The performance of the enrichment process also depends on the structure of the target sequence, for example, repetitiveness, GC content, and other issues. The general observation that a nonnegligible fraction of the genes covered insufficiently in a specific sample is poorly enriched also in most of the other samples processed by the same product (Supp. Table S2) suggests that failure of a specific subset of the target can be considered an assay-specific characteristic.
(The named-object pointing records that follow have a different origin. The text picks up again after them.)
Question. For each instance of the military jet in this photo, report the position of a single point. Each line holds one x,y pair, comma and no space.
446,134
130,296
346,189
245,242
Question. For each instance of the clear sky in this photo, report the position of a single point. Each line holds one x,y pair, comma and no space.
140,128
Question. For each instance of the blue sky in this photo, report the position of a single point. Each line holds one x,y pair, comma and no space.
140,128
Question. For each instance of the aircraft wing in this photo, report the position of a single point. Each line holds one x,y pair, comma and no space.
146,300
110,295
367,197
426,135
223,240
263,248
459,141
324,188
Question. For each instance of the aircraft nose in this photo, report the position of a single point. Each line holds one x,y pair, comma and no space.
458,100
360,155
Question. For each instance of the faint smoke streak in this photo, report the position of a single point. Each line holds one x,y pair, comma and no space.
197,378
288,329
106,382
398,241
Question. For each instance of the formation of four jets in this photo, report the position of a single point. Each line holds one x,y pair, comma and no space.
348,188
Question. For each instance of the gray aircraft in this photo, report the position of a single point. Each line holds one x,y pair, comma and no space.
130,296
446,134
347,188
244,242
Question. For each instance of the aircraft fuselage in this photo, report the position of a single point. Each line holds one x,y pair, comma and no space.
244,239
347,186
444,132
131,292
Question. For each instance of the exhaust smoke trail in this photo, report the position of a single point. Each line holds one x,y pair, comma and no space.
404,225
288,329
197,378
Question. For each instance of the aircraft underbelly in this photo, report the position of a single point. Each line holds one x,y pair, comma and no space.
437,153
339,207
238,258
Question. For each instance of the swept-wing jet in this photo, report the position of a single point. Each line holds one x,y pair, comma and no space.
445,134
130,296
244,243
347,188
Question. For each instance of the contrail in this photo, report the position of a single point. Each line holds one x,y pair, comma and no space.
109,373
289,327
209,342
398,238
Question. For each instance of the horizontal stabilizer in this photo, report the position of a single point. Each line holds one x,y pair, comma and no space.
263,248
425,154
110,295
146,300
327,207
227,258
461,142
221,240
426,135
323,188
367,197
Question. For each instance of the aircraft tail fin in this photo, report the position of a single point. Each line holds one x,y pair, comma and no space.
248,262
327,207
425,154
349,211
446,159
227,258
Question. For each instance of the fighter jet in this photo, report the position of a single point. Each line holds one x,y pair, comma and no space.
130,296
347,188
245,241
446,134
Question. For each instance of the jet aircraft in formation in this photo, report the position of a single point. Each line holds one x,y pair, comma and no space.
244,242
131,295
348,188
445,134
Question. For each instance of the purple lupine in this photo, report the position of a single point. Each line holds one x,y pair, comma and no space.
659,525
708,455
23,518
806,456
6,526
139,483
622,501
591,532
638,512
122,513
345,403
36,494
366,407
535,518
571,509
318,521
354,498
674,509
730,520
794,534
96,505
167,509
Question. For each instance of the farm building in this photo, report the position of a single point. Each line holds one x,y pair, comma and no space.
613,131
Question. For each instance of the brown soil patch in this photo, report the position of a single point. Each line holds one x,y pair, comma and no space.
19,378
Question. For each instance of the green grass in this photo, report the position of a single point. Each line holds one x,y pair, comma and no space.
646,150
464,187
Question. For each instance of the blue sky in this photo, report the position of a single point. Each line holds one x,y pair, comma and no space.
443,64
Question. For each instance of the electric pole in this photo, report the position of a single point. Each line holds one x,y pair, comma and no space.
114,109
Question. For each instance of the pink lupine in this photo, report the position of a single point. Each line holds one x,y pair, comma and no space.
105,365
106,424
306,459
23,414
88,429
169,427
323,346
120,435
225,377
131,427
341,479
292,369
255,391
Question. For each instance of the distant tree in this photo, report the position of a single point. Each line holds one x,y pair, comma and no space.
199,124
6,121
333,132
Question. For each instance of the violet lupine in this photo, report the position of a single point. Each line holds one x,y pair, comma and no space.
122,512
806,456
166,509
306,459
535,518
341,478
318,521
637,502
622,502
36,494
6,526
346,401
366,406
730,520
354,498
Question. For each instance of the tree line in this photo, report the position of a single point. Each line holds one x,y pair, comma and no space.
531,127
Because the starting point of our software tool is the vendor-provided target specification file, our study can only measure the assay performances against the description of the vendors rather than using the exact coordinates of the hybridization targets. The way how target regions are declared is highly variable between the products. Regarding this, a reanalysis with respect to a reference exome downloaded from the current University of California at Santa Cruz (UCSC) annotation database showed that due to its more comprehensive capture regions, the Illumina TruSeq exome has the largest fraction of this reference exome covered to at least 30× coverage (Supp. Table S5), whereas a lot of genes is missed with the NimbleGen in-solution assay (Roche NimbleGen Inc.). This also suggests that the target definition is a very important point to consider when choosing a particular enrichment product. In addition, the way in which the performance depends on structural peculiarities of the underlying sequences could be subjected to further studies. The sequence capture methods reported here have recently been compared in several other studies all of which concluded that the Roche NimbleGen SeqCap (Roche NimbleGen Inc.) produces a higher percentage of reads, which can be aligned on target than the other assays do [Asan et al., 2011; Clark et al., 2011; Parla et al., 2011; and Solunen et al., 2011]. Clark et al. (2011) also mentioned that the Illumina platform is the only one to contain untranslated regions (UTRs) and hypothesized that the superior performance of the Roche NimbleGen assay (Roche NimbleGen Inc.) is due to its higher bait density.
Our NGSrich software meets the very common demand for a detailed, summarized, and exon-wise analysis of the target enrichment performance of next-generation sequencing libraries. Combined with a scriptable operation mode and HTML-based output reports for efficient integration into a web server, our software is capable of being used with extremely high throughput. With the publication of our software, we have closed an essential gap in the availability of software tools needed to build fast and efficient computational pipeline systems for resequencing experiments.